Kinect's had a few quirky shooters so far — step forward The Gunstringer and Child of Eden — but nothing so conventional as Blackwater. Dubbed a "first person experience" by its publisher, it's the first war game we've seen on Kinect, and carries with it all the pleasures and pitfalls you'd expect from that mantle.

Blackwater isn't interested in being Call of Duty Kinect — it's an on-rails arcade shooter through and through, a military Virtua Cop or Time Crisis. Your character moves along a set path and you highlight targets with your hand, hovering over them for a few moments to take the shot. You can duck and lean side-to-side to take cover from enemy fire, kick away oncoming melee attackers and generally act like the big shot action hero you'd expect.

In keeping with the game's arcade leanings, stages are over in a few minutes, with a score attack element hoping to entice you to return: streaks of kills, headshots and shooting bonus targets — statues, posters and radios — all earn you points, with a leaderboard after each mission showing how you stack up. The score system isn't significant or developed enough to make it a real incentive to return to previous missions though alternate routes, activated by hovering over orange markers, at least pep things up a bit.

In fact, Blackwater is to be commended for maintaining a fairly lively and varied pace: you switch automatically between squad members, from sniper Eddi to trigger-happy shotgun man Smash, with the others mostly favouring assault rifles. This game is at its best as Smash; the shotgun's reticule is pleasingly wide and chunky, suiting the broad strokes of Kinect's hand tracking. It's less satisfying looking down the sights of a more precise gun, even though the same aiming system powers all the guns, but the game flicks between characters fairly frequently so you're rarely stuck with one weapon for more than a minute.

The speed at which you're tugged between characters and shoot-outs papers over some of the game's cracks, but the enemy AI isn't so easily concealed: opposing forces gladly wait their turn to fire, with a thin outline changing from yellow to red as they start to wake up and squeeze the trigger. Some groups can be dispersed by taking out the leader, but it's generally a case of "shoot everyone, move on" — for all its variety of characters, quick time events and brisk pace, it's mindless fare that rarely musters the sort of thrills that make games of this genre worth playing.

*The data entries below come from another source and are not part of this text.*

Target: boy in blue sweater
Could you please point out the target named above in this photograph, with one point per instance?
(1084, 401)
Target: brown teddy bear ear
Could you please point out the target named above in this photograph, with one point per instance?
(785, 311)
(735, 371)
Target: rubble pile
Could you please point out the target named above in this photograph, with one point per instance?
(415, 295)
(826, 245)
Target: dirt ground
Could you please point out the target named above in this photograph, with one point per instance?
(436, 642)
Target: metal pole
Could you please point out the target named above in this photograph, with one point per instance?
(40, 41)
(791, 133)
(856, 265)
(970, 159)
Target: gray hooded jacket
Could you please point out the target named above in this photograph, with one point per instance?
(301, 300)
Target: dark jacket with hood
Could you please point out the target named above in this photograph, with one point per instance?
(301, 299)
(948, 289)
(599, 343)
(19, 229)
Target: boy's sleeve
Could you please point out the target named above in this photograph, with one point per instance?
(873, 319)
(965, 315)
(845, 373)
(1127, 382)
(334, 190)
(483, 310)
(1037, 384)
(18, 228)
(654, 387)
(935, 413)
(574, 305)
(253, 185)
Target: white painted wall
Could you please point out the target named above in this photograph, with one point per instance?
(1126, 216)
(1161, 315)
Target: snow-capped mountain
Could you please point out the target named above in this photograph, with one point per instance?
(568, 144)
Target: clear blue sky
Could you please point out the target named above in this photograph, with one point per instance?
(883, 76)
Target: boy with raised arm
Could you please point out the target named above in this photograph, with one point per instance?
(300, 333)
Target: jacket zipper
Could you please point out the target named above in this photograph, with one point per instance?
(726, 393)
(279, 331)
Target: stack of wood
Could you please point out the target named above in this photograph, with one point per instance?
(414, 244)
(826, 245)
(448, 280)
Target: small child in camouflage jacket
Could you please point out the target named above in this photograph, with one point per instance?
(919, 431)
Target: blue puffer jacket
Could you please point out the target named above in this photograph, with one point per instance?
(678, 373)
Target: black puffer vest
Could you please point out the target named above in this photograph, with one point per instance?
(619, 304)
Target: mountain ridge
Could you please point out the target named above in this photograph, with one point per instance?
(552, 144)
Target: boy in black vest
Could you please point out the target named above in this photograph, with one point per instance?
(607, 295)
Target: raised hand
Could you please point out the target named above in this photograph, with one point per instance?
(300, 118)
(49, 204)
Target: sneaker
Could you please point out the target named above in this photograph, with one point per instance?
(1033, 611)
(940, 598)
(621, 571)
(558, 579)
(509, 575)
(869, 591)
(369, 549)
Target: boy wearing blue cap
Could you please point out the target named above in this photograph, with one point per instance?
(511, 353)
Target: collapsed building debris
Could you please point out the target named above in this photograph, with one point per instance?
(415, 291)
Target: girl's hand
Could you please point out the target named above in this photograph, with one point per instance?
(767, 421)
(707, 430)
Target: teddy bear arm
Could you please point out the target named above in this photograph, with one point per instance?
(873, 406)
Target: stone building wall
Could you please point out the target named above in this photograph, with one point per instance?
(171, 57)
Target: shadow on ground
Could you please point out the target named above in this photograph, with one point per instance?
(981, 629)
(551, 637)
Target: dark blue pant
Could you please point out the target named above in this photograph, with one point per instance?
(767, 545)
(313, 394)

The single-player campaign is over in seemingly no time — a couple of hours in our experience — but you can replay to find all of the hidden objects, set a new score or try out a new route if you really feel like it. You're more likely to try out the multiplayer mode that lets you and a friend compete for the best score on a handful of stages. It's hardly winning stuff, and you'll probably not come back for more once you've seen everything once or twice.

Conclusion

After years of arcade light gun shooters that actually use a gun accessory, it was always going to be difficult fitting the genre to the hands-free sensor. Despite quick time events and a body-based cover system, Blackwater still feels like a gun game missing a gun.